Samuel Martins I am a full-stack developer who loves sharing the knowledge accumulated over the years with people. The different technologies that I have encountered through my journey allows me to relate to beginners and seniors alike. I write about all things tech.

Improve Python performance using Cython

7 min read 1989

Improve Python Performance Using Cython

Cython is both a module and a language that Pythoneers use to speed up their code.

How does Cython work? What is it? Should you write all your Python code with Cython? Just how fast does it make your code? And does it always work?

In this tutorial, we’ll introduce you to Cython and explain why you should use it when writing Python code. We’ll also review Cylon’s compilation pipeline and common usage scenarios and walk you through installation and setup.

We’ll cover the following with practical examples:

The aim of this guide is to help you develop a better understanding of Cython and how it speeds up Python using a simple prime finding program.

What is Cython?

Cython can be considered both a module and a programming language that (sort of) extends Python by enabling the use of static typing borrowed from C/C++. Basically, all Python code is valid Cython, but not the other way around.

Keep in mind, you can convert Python to Cython and vice versa. If this is not easy to grasp, think about the relationship between C and C++ or JavaScript and TypeScript. You can directly copy your existing Python code into a Cython file and then compile it to boost performance.

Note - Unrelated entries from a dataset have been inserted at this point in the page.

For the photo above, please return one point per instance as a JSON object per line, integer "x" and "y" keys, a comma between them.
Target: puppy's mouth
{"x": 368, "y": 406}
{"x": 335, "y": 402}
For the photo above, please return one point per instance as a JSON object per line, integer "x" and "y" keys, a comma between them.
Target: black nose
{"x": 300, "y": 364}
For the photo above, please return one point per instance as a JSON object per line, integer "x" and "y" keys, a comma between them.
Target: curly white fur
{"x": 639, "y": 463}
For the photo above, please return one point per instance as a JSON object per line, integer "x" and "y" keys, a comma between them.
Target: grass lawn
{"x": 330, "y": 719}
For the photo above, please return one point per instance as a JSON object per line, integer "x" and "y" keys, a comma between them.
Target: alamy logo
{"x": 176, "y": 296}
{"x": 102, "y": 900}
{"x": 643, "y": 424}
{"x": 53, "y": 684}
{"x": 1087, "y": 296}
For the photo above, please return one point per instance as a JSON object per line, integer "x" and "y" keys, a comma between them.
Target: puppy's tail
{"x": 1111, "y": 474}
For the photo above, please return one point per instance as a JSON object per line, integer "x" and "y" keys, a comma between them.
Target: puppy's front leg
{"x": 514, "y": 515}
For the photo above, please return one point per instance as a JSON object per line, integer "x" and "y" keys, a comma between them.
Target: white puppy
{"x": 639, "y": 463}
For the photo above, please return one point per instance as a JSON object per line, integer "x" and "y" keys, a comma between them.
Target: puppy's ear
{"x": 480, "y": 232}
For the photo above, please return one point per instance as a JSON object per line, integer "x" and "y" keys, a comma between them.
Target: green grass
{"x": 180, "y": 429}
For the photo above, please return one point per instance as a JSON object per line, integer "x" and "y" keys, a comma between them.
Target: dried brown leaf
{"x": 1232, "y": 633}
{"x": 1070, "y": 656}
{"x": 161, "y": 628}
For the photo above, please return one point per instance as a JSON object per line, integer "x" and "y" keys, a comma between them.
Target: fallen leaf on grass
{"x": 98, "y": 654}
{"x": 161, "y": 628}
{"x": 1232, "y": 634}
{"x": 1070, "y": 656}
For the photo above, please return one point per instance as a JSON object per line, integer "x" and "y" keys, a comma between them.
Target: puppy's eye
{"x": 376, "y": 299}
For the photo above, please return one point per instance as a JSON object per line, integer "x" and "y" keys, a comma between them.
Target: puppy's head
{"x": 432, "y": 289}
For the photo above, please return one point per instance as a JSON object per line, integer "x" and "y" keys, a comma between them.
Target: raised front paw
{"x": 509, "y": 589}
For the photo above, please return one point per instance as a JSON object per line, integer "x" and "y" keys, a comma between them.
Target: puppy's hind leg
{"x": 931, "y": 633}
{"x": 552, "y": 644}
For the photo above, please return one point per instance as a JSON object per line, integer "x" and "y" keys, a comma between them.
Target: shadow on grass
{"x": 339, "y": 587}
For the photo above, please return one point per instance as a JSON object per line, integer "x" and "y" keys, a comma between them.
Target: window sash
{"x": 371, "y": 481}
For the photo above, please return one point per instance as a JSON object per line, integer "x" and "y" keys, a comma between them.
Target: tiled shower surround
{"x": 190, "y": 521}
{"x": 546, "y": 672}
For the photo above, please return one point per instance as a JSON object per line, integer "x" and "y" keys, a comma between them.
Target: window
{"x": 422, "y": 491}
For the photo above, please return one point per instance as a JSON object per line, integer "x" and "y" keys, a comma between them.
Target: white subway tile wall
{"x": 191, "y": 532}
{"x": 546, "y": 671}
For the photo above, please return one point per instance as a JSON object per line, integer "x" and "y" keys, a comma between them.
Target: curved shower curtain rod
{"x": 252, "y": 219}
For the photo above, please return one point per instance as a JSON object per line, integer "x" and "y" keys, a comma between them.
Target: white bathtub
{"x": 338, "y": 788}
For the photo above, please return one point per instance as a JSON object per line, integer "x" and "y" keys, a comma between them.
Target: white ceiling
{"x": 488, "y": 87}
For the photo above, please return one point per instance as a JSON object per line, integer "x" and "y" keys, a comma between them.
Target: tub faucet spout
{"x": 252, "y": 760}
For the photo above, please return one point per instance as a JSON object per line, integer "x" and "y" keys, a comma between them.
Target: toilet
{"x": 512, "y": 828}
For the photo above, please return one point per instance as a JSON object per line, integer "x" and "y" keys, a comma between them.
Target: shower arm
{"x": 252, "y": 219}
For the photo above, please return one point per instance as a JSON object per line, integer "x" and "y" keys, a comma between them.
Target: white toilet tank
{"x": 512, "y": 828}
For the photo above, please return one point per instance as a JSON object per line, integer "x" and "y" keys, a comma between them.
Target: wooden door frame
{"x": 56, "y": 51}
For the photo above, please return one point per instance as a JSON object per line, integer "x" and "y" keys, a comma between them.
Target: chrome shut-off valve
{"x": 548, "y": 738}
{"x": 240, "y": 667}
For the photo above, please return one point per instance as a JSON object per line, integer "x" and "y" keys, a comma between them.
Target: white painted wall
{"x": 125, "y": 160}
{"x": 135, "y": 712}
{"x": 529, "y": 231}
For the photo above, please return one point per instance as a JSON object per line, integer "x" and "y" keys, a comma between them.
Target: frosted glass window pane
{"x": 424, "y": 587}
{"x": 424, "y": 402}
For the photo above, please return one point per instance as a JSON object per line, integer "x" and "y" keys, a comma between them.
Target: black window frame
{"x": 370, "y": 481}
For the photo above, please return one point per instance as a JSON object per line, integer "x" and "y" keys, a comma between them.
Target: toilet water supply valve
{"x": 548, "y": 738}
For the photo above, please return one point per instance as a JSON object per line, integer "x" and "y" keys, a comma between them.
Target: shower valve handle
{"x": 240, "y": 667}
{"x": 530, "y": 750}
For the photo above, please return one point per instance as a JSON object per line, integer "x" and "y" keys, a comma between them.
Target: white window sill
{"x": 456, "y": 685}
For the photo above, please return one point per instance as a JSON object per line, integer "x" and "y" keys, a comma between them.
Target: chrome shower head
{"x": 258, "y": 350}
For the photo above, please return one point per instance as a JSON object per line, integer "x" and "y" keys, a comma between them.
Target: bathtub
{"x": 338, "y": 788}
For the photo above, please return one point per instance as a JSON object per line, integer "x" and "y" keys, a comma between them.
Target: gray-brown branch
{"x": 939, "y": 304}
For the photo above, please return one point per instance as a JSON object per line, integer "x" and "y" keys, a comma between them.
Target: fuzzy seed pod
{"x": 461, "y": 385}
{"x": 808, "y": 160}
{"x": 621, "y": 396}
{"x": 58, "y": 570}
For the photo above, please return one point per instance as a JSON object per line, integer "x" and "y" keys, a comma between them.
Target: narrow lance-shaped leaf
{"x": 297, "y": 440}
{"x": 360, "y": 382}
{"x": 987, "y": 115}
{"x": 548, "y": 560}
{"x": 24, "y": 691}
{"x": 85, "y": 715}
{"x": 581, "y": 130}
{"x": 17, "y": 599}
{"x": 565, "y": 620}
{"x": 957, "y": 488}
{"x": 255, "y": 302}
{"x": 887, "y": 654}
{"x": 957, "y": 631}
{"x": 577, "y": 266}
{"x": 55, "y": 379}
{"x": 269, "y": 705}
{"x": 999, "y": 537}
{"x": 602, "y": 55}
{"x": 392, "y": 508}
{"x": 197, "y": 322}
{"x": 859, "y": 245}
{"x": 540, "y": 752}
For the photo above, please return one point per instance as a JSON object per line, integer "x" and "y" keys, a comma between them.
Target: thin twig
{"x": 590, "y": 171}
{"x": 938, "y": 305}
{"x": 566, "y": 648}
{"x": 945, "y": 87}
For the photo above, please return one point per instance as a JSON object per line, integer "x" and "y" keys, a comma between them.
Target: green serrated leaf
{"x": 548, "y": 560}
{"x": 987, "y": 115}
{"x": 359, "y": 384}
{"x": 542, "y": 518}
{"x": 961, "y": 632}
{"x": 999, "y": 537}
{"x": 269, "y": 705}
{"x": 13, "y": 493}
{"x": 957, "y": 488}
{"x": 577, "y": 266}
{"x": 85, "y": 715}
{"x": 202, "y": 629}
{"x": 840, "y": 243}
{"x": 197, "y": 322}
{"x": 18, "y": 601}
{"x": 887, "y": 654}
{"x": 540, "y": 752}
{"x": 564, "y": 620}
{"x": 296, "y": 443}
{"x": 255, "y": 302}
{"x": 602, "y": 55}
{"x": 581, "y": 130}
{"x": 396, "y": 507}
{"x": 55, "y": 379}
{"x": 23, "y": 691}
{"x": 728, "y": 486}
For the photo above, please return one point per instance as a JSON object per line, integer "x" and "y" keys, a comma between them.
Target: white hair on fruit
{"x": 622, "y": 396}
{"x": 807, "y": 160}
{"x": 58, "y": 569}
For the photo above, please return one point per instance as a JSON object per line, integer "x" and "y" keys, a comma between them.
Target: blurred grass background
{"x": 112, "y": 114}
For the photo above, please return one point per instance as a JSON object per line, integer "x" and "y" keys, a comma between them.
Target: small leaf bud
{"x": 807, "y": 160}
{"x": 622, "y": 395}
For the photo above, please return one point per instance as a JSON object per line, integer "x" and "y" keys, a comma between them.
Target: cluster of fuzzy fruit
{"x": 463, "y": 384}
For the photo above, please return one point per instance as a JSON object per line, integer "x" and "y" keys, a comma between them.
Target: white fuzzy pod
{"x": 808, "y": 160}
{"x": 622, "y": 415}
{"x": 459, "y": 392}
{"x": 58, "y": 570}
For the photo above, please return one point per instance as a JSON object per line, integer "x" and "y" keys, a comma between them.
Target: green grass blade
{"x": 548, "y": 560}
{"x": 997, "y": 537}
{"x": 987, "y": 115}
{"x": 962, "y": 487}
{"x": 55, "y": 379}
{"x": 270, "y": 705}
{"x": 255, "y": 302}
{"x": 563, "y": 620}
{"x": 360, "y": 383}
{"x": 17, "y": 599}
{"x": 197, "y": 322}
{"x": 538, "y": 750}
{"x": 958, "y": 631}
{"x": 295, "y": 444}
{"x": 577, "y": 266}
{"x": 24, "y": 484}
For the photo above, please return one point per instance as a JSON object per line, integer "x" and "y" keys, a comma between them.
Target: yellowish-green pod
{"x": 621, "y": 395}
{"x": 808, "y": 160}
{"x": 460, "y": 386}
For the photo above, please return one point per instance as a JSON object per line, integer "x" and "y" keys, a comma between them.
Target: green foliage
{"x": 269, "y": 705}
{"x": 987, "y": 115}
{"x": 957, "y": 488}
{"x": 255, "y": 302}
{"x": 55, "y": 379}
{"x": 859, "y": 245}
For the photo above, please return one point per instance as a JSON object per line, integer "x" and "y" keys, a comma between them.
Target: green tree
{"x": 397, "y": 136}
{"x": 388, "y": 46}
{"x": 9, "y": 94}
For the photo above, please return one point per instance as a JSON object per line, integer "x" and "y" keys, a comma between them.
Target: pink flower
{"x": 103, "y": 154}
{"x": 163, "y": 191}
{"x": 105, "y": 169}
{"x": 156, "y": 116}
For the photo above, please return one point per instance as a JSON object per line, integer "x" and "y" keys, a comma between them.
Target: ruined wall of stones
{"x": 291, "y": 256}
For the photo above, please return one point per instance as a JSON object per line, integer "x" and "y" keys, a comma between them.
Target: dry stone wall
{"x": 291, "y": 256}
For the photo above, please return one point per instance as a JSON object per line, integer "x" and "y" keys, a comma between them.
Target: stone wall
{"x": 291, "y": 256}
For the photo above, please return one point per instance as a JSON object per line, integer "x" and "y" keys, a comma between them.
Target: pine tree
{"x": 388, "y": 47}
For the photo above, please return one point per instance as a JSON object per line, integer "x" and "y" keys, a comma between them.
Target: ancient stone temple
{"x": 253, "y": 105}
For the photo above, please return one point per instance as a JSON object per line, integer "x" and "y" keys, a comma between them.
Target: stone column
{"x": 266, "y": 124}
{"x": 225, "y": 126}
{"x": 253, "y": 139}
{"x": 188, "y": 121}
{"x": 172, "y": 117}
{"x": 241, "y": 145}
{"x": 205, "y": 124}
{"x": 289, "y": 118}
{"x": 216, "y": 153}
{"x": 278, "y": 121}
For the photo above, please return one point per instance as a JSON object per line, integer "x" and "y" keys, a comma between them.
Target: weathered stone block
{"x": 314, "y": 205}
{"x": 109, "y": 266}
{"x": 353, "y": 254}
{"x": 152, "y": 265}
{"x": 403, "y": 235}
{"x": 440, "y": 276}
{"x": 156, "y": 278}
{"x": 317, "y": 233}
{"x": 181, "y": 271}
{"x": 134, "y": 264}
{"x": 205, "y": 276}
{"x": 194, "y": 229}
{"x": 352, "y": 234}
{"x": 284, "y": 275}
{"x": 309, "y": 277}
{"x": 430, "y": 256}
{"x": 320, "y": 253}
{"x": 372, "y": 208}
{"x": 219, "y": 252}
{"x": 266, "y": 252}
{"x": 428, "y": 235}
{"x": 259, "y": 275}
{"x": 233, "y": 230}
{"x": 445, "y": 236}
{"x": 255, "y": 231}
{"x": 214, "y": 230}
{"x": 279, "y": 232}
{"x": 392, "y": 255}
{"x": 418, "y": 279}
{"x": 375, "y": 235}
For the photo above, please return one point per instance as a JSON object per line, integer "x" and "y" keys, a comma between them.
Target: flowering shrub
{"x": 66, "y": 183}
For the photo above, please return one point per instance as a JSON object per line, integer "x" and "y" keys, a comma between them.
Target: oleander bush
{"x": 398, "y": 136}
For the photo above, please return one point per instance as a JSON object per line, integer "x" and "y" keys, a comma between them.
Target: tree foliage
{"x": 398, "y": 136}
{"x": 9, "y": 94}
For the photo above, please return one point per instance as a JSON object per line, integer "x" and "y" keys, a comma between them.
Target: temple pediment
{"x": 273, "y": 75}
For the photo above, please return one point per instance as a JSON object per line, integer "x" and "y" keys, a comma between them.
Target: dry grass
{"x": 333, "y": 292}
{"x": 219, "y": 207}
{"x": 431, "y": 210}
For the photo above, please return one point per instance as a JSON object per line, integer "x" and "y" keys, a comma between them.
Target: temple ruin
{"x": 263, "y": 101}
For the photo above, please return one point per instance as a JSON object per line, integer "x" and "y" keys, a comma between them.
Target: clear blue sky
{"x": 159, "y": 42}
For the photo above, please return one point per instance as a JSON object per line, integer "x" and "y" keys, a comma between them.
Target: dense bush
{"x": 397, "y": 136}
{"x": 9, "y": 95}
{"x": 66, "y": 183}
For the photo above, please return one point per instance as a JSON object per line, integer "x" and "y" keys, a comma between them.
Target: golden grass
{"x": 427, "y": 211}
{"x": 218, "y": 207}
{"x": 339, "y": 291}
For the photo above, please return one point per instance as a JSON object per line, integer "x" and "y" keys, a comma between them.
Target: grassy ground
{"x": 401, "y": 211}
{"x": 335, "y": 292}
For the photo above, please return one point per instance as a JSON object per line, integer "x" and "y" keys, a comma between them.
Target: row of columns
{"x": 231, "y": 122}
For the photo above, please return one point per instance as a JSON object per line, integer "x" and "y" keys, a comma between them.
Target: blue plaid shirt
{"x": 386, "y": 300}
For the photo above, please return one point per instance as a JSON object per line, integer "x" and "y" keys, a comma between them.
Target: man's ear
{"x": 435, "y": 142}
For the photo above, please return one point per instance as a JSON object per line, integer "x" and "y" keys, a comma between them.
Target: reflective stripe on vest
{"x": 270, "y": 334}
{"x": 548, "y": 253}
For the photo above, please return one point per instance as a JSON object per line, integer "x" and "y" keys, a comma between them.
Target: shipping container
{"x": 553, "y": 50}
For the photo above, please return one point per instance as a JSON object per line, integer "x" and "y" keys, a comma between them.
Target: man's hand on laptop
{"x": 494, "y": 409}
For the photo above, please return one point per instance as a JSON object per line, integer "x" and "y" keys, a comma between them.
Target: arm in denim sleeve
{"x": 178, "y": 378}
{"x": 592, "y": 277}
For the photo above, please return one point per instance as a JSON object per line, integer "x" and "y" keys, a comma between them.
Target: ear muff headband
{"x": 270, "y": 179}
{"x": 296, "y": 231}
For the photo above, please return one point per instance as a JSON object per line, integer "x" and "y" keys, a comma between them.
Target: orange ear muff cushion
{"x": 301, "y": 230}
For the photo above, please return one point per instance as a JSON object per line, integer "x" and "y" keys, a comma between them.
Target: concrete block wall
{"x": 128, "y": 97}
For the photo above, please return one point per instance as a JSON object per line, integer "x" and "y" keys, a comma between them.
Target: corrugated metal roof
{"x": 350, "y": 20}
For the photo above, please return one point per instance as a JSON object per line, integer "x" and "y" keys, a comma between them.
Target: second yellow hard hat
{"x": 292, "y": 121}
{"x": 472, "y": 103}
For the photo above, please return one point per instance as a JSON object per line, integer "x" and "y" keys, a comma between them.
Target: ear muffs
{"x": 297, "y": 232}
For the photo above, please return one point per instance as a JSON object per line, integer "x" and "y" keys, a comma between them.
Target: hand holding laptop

What does Cython bring to the table?

It’s common knowledge that Python is more efficient than C given that it’s a high-level language. While this is ture, there is a downside to using Python as opposed to C/C++.

Python is efficient but slow. C, on the other hand, is less efficient but faster than Python. Cython, therefore, aims to bring all the benefits of C to Python while maintaining the efficiency Pyther developers have come to expect.

To understand this further, you need to first understand how Python code is executed. In the execution process (i.e., in the interpreter), the Python source code goes through a compiler, which acts as a translator to convert the source code into an intermediate platform independent bytecode.

We made a custom demo for .
No really. Click here to check it out.

After that, the python virtual machine executes the bytecode line by line. Since this happens on the fly during runtime, line-by-line execution makes the process slow compared to a compiled language.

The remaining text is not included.